ECC Scrubbing - 1.1 English - PG313

Versal Adaptive SoC Programmable Network on Chip and Integrated Memory Controller 1.1 LogiCORE IP Product Guide (PG313)

Document ID
PG313
Release Date
2025-05-29
Version
1.1 English

On-the-fly scrubbing occurs when a correctable ECC error is detected on a read transaction. A Read-Modify-Write (RMW) operation is executed at the same memory address. A RMW is used in the event that a write had occurred after the correctable error was detected but before the controller had returned to complete the scrubbing. If an uncorrectable error is detected, on-the-fly scrubbing is not performed. However if both correctable and uncorrectable errors are detected in a single burst, scrubbing is performed.

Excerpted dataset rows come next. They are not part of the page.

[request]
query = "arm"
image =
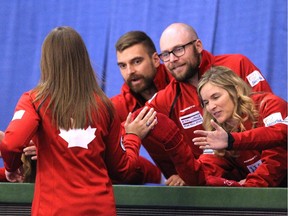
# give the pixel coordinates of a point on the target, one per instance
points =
(18, 134)
(167, 133)
(272, 171)
(122, 155)
(272, 130)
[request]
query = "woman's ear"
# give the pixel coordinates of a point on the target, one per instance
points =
(155, 59)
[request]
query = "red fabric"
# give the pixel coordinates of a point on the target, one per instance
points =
(266, 168)
(265, 137)
(221, 182)
(126, 102)
(187, 112)
(71, 180)
(2, 175)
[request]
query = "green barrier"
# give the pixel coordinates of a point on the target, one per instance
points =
(169, 197)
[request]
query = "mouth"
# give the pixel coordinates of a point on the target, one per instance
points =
(176, 68)
(217, 114)
(134, 80)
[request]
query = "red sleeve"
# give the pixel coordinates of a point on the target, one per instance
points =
(121, 160)
(248, 72)
(19, 132)
(272, 128)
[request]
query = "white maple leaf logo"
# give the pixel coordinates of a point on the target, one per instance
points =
(78, 137)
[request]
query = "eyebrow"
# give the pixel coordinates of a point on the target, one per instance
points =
(131, 60)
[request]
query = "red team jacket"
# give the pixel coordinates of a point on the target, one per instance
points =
(128, 101)
(179, 101)
(262, 155)
(72, 172)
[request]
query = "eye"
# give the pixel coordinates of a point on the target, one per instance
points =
(204, 103)
(178, 50)
(122, 66)
(137, 61)
(215, 97)
(165, 54)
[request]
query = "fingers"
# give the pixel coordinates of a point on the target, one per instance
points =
(215, 125)
(129, 118)
(142, 113)
(174, 180)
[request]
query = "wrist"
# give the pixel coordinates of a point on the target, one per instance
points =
(230, 141)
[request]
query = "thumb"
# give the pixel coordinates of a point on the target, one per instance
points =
(129, 118)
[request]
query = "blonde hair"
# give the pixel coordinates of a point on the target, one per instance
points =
(239, 92)
(68, 79)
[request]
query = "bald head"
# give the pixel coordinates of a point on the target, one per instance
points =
(175, 34)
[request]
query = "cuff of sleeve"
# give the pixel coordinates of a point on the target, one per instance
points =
(230, 141)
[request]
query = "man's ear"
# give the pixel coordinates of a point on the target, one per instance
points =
(155, 59)
(199, 45)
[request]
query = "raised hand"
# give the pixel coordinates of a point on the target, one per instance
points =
(16, 176)
(31, 151)
(216, 140)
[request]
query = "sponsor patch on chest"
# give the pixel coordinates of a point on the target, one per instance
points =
(191, 120)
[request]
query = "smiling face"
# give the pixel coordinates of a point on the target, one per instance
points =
(186, 66)
(138, 69)
(217, 102)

Background scrubbing is the process of stepping through the DRAM doing RMW to each address to mitigate data loss via single event upset. The memory controller will utilize idle cycles to implement the scrubbing, and in the event of full traffic will periodically insert transactions to ensure progress is made. For DDR4, the background scrubbing period can be set by the user via the GUI. For DDR4, you can set the background scrubbing period in the GUI. The default value will scrub the DDR4 memory space once every 24 hours. For LPDDR4/4X, the background scrubbing period is not a GUI option and is set to a fixed value of 20 μs.

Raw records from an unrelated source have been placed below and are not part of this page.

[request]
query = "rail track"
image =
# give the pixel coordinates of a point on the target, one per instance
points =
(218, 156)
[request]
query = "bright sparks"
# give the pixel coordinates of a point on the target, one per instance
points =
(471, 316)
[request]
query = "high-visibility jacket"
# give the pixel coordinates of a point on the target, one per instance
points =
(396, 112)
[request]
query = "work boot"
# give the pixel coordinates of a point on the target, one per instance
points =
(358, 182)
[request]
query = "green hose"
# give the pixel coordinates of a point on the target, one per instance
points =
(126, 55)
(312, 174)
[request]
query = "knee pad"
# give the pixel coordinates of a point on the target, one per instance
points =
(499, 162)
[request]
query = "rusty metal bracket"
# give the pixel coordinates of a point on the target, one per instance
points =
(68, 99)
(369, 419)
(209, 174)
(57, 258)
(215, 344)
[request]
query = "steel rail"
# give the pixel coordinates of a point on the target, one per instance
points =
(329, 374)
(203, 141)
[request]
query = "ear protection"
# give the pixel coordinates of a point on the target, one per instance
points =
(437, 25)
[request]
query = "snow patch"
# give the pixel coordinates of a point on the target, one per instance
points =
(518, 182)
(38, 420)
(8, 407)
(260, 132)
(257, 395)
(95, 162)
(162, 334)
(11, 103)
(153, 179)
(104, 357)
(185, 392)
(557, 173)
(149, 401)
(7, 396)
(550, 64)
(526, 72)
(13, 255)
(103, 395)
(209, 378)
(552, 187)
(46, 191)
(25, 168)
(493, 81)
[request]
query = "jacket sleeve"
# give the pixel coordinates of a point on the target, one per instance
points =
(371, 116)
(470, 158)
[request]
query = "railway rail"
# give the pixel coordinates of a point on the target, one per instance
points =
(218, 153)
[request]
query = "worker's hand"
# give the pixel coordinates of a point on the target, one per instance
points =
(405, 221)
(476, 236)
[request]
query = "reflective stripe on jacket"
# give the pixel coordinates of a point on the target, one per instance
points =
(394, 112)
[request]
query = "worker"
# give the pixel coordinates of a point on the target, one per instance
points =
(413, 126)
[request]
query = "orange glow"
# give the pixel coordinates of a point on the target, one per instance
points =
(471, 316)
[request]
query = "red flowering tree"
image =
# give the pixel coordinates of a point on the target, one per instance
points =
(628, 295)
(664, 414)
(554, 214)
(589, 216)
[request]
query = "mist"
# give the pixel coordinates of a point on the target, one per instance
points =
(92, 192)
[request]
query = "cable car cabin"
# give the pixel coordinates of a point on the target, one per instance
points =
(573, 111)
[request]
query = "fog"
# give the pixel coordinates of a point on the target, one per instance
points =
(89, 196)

The memory can be initialized with the proper ECC values at the end of memory calibration. The amount of memory to be initialized is configurable, and the memory controller does not execute any user commands until this process is completed. Initialization is not required, however the user must ensure that no reads are issued to an address that hasn't been written to first.

During background scrubbing when correctable errors are detected the corrected data is written back to the DRAM. There is no user notification for correctable errors. When uncorrectable errors are detected on a background scrub, the data is not corrected, but the ECC poison bits are set for two or four consecutive memory bursts, depending on the memory topology. When both correctable and uncorrectable errors are detected during a background scrub, the corrected data is written back to the DRAM, as well as the appropriate ECC poison bits being set. The poisoned ECC data will always align to a 16Byte (128-bit) NoC addressing boundary. DDR4 is always BL8 and LPDDR4 is always BL16.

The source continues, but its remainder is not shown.